The presenter, Eric Robson, did the absolute minimum
to prevent the studio panel tearing him apart. He would put a loaded
point to them and then, barely listening to what they replied, swing
round to a screen showing the 'country folk' shivering down in Kent.
Whereupon a trendy biochemist would make a comment like: 'Meat is
prepared in lavatories and should therefore be treated like a lump
of dung.
It was scarcely surprising, then, that one of
the studio panellists, Mr Charles Jarvis, chairman of the British
Farm Produce Council, should write to a daily newspaper saying:
'I have just taken part in a nightmare.' He went on: 'My nightmare
started with the film and the realisation that we had been set up,
without preview, to answer what came over as a deliberately loaded
attack with no time to do so properly; to have to sit and watch
the savaging of a first-class industry in which so many people work
most devotedly with unselfish and ill-rewarded dedication; to have
to quell one's anger and try to offer something quick and sensible
when the subject called for quiet and thoughtful debate.'
We know that the BBC's own professional agricultural
producers and reporters were angered and shamed by Brasstacks.

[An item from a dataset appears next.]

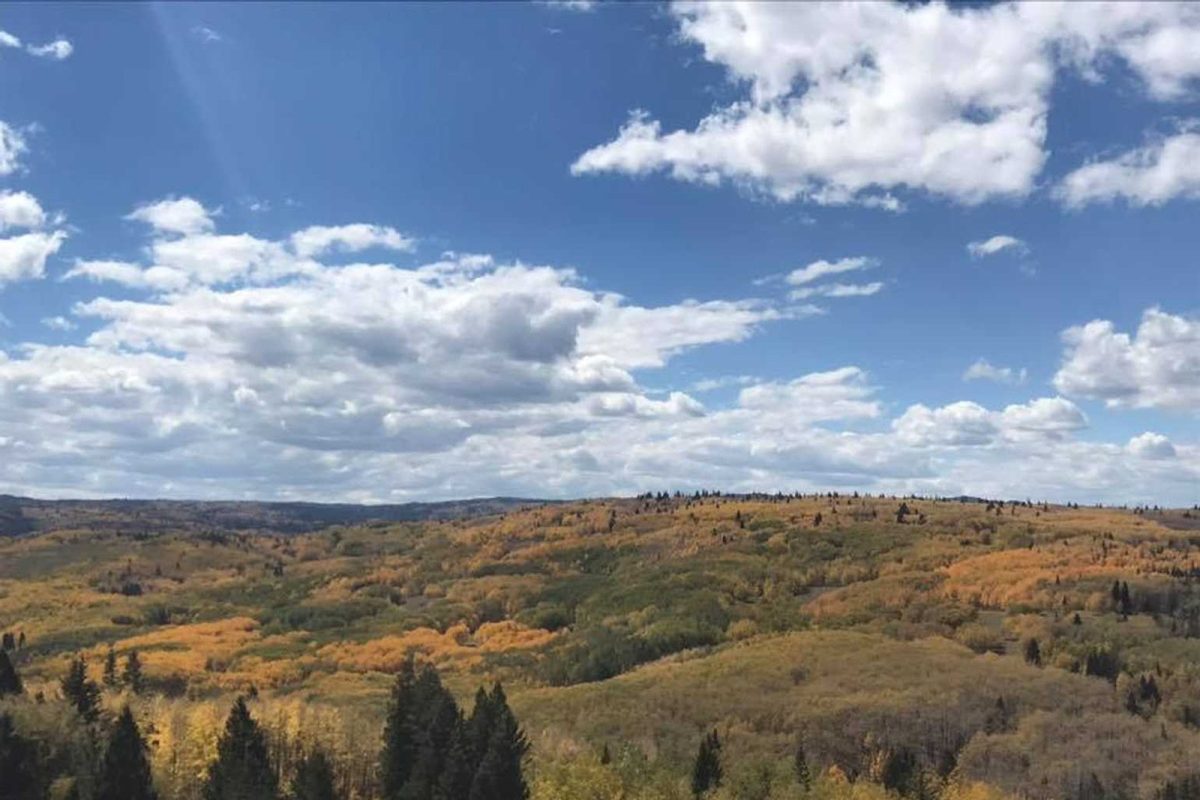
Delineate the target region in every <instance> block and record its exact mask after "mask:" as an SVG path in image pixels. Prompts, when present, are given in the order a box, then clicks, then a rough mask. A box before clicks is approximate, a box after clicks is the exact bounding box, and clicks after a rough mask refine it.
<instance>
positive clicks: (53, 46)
mask: <svg viewBox="0 0 1200 800" xmlns="http://www.w3.org/2000/svg"><path fill="white" fill-rule="evenodd" d="M25 52H28V53H29V54H30V55H36V56H38V58H42V59H53V60H55V61H62V60H64V59H68V58H71V54H72V53H74V47H73V46H72V44H71V42H68V41H67V40H65V38H58V40H54V41H53V42H48V43H46V44H36V46H35V44H30V46H29V47H26V48H25Z"/></svg>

Such
programmes can only make their jobs more difficult. This was highlighted
in the BBC TV's Sunday Farming programme on May 13. A panel
of sane, rational men and women made minced-meat of the scare talk
on Brasstacks in five minutes flat. Unfortunately, as one of them
pointed out, Farming preaches to the converted.
It makes us shudder to think what conclusions
the average Brasstacks viewer came to.